The Stoke and Copeland by-elections show that the ruling Conservative party does not need to worry about Labour or UKIP for quite some time.
And one frontbench Tory MP summed up to Business Insider why Tories “worry not” about UKIP and that Copeland sums up why the Conservative party is sealing itself as a party that can win seats across the whole of the UK:
“Some of the people who vote UKIP will never vote for us so some splitting of the anti-Labour vote is inevitable and if people who will never vote Tory are voting UKIP rather than Labour that is still helping us.”

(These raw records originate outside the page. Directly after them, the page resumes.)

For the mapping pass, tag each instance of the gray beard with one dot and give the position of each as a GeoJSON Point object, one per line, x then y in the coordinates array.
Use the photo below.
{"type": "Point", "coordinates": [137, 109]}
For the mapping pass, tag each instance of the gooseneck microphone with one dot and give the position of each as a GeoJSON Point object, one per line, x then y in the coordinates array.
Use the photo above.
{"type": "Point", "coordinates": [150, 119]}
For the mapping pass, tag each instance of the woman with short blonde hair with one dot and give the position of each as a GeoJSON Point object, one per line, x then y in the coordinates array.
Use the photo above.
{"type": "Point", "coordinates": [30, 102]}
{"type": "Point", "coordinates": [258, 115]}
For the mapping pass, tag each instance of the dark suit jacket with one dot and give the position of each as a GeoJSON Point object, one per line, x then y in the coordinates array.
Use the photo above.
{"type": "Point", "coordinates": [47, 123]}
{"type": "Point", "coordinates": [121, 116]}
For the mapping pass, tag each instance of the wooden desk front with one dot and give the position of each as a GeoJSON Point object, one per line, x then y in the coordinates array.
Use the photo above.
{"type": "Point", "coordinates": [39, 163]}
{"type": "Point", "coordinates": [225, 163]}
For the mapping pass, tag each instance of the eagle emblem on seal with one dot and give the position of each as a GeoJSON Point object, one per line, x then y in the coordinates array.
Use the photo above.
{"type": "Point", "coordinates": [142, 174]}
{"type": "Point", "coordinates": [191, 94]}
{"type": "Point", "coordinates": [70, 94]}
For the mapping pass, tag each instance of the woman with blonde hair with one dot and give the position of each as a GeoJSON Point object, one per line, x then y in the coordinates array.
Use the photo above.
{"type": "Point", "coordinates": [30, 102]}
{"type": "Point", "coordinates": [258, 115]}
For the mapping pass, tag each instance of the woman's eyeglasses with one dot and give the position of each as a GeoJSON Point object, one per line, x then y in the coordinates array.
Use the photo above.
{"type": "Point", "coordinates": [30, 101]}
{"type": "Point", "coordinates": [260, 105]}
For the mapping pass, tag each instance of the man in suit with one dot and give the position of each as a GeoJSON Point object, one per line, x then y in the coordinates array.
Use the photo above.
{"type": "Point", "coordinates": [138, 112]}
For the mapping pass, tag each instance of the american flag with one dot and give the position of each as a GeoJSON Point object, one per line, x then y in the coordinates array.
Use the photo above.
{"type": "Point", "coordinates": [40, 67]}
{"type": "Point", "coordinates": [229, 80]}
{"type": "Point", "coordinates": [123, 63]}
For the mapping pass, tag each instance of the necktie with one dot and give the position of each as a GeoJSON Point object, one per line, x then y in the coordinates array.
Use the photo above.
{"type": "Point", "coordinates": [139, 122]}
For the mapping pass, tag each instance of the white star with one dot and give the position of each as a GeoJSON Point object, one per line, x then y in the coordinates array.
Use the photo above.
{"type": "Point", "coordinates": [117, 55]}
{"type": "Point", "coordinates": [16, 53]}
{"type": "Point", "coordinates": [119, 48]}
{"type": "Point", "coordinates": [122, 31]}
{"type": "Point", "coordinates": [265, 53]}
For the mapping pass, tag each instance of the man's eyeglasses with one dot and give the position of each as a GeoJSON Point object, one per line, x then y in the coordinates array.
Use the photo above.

“Copeland shows it is not going to stop us gaining Labour seats in those places where we are clearly seen as the challenger.”
His comments do stack up.
The Conservatives made history by smashing Labour in its heartland by winning the Copeland seat as well as increasing its share of the votes. Trudy Harrison for the Conservative party not only beat Labour’s Gillian Troughton with 13,748 votes to 11,601 on a turnout of 51% – she also boosted vote share by 8.5%.

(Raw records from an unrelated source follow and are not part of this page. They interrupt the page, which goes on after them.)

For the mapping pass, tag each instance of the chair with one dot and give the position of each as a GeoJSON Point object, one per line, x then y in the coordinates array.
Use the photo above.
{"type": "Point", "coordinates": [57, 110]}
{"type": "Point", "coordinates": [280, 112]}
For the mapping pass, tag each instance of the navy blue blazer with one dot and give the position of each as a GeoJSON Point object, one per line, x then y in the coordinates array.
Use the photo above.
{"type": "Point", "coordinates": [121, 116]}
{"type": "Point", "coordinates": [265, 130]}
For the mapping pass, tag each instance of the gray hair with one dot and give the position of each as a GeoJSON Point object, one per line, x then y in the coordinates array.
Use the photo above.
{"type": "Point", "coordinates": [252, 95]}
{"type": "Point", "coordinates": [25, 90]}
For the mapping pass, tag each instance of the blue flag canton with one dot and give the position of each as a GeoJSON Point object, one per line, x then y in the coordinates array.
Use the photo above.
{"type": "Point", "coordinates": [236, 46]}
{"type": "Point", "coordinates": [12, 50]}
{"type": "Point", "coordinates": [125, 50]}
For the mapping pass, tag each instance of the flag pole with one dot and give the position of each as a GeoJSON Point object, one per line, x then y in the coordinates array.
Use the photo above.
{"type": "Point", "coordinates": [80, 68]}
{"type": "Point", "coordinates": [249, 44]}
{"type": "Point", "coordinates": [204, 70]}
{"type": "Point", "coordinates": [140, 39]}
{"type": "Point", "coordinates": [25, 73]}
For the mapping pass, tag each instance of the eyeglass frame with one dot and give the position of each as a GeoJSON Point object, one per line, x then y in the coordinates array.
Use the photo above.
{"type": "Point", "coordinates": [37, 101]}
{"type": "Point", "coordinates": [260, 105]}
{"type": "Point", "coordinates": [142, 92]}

Copeland shows it is not going to stop us gaining Labour seats in those places where we are clearly seen as the challenger
This is a huge deal because, as my colleague Adam Bienkov pointed out:
1. For a governing party to gain a by-election from the opposition is rare enough - the last time was in 1982.
2. To do so on this scale is almost unprecedented. Election analyst Matt Singh wrote earlier this weekthat the last comparable by-election victory was way back in 1876.
On top of that, this should be a seat that Labour would not have even considered a hard fight. The same could be said about Stoke.
In Stoke, the second of the most important by-elections in recent political history, the Tories lost to Labour, but there were some very interesting readings in a hotly contested seat.
Firstly, like Copeland but even more so, Stoke should have been an easy seat to keep.
Robert Jenrick, Conservative MP for Newark, summed up perfectly in a TV interview with Sky News early Friday morning, that the fact that Stoke, which should be a "done deal" for Labour, has the level of national media attention that it does is because people are disillusioned with Labour.
The seat is highly representative of its core membership but at one point UKIP's Paul Nuttall was the favourite to win over Labour - that is huge.
But arguably, it was only because Nuttall self-sabotaged himself - without even knowing about it, through a campaign that showcased a litany of scandals - that allowed Labour to recoup some its votes.
Labour's Gareth Snell won in the end but take a look at the numbers:
The margins between the parties have narrowed and the Tories and UKIP gained in a constituency where Labour should be having total control over - not losing votes or even having the worry about losing it.
Even more interestingly, less than 100 votes were in it for the Tories to be second place.
Both constituencies provided a significant window into the thinking of Britain's electorate right now and in both cases, despite not actually gaining a seat in Stoke, it looks pretty rosy for the Tories.